Bobbio et al.36 addressed exercise studies that incorporated both strength and aerobic components in a study in 2007. The prehabilitation program included cycle ergometry as well as trunk and upper limb free weight exercises for strength training that took place as 90-min outpatient appointments, 5 days per week for 4 wks. Twelve patients with COPD and non–small cell lung cancer were studied, 11 of whom went on to lobectomy. This prospective observational study demonstrated a significant improvement in maximal aerobic capacity, as measured by an improvement in peak oxygen consumption (maximum oxygen consumption) despite an absence of changes in the resting forced expiratory volume in 1 sec/forced volume capacity ratio.
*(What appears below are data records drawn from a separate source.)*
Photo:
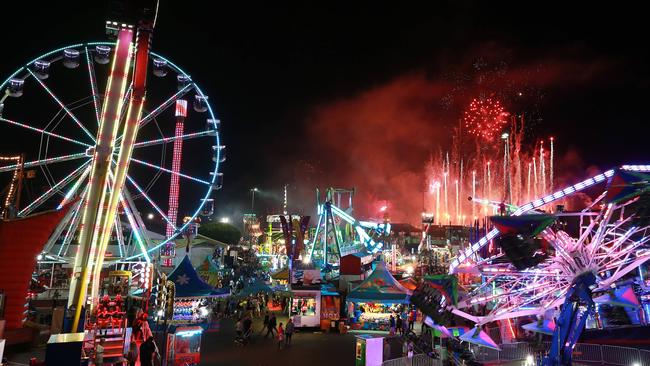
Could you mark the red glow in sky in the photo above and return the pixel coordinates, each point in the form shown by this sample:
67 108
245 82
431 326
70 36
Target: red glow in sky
485 118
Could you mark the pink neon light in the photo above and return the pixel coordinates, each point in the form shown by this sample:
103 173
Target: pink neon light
181 113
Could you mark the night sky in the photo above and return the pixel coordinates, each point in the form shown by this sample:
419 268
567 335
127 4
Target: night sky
333 94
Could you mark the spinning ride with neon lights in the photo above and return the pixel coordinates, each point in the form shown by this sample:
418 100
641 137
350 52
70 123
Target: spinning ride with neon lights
611 240
56 101
339 233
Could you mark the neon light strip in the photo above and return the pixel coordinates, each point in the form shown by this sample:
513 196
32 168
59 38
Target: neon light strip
118 234
74 188
174 138
44 132
93 85
151 202
166 104
67 179
73 223
134 230
52 52
30 164
213 174
58 101
173 66
527 207
170 171
637 168
172 212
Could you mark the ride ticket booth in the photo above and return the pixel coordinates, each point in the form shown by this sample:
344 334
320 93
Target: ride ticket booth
369 350
184 346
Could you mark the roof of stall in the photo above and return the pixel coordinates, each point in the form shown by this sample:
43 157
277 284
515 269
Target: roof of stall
380 287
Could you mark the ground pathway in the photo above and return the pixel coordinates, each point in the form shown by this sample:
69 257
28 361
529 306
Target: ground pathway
308 348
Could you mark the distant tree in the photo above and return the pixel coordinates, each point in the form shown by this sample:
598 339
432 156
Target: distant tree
225 233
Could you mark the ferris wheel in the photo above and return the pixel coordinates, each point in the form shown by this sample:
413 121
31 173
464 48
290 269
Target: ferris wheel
50 110
598 246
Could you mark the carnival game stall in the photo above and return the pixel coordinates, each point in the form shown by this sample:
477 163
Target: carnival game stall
209 272
305 308
193 296
280 279
379 296
184 346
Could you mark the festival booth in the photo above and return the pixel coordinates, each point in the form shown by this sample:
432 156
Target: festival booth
409 283
209 272
280 279
184 346
330 308
305 306
371 303
193 296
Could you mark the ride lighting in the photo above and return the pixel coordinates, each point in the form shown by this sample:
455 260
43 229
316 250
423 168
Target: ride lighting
159 67
70 58
102 54
189 333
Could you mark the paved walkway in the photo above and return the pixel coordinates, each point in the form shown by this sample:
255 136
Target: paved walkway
308 348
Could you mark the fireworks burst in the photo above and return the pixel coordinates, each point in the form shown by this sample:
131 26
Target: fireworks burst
485 118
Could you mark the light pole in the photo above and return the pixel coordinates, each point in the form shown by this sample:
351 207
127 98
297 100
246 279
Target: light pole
253 190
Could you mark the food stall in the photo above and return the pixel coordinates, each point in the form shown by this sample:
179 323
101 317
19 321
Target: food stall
184 346
193 296
209 272
372 302
305 308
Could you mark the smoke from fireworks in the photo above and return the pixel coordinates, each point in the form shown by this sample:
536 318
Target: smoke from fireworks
485 118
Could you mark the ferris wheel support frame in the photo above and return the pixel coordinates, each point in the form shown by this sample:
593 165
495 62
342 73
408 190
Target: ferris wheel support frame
93 208
133 114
An Italian study recently confirmed the relevance of prehabilitation concepts in eight lung cancer patients with comorbid lung disease.37 Patients who were not candidates for lobectomy because of markedly impaired pulmonary function were evaluated. Prehabilitation consisted of a structured, intense 1-mo session of 3 hrs of daily (5 days per week) aerobic exercises, breathing exercises, education, and cigarette smoking cessation. Pulmonary function status (forced vital capacity) was improved significantly, as was Pao2 and walking tolerance (6-min walking distance), allowing these patients to successfully undergo lobectomy. Remarkably, this study not only demonstrated the physiologic benefit of a structured preoperative exercise program in lung cancer patients but also favorably changed treatment options for lung cancer patients with pulmonary disease.
Finally, Nagarajan et al.,38 in a review of ten studies of preoperative physical therapy and/or pulmonary rehabilitation, concluded that improvements in peak oxygen consumption support the hypothesis that prehabilitation programs improve exercise capacity and preserve postsurgical pulmonary function.
Cancer Prehabilitation: An Emerging Opportunity to Improve Outcomes in Oncology Care
As cancer prehabilitation research began to evolve beyond preserving pulmonary function in lung cancer patients, researchers started to examine other areas where prehabilitation might be applied. Urinary continence and erectile dysfunction are known complications in prostate cancer survivors, and, in one study, prehabilitation improved continence outcomes in patients who received pelvic floor exercise training before retropubic radical prostatectomy. The prehabilitation group achieved urinary continence earlier than did controls, although no long-term benefit accrued.39 In a 2007 review that included 11 trials (N = 1028), it was confirmed that preoperative pelvic floor muscle training hastened the return of urinary continence after prostatectomy.40
In 1980, Dietz recommended that rehabilitation programs involve patients undergoing a mastectomy from the time of their initial diagnosis; however, until recently, only anecdotal information about involving prehabilitation in breast and other cancer diagnoses and treatments had been obtained.33 For example, a case study published in 2007 focused on prehabilitation of a patient for chemotherapy. A 42-yr-old breast cancer survivor was prescribed a walking program for 1 wk before and 8 wks during chemotherapy.41 The patient demonstrated decreased fatigue and improvement in five of seven functional measures.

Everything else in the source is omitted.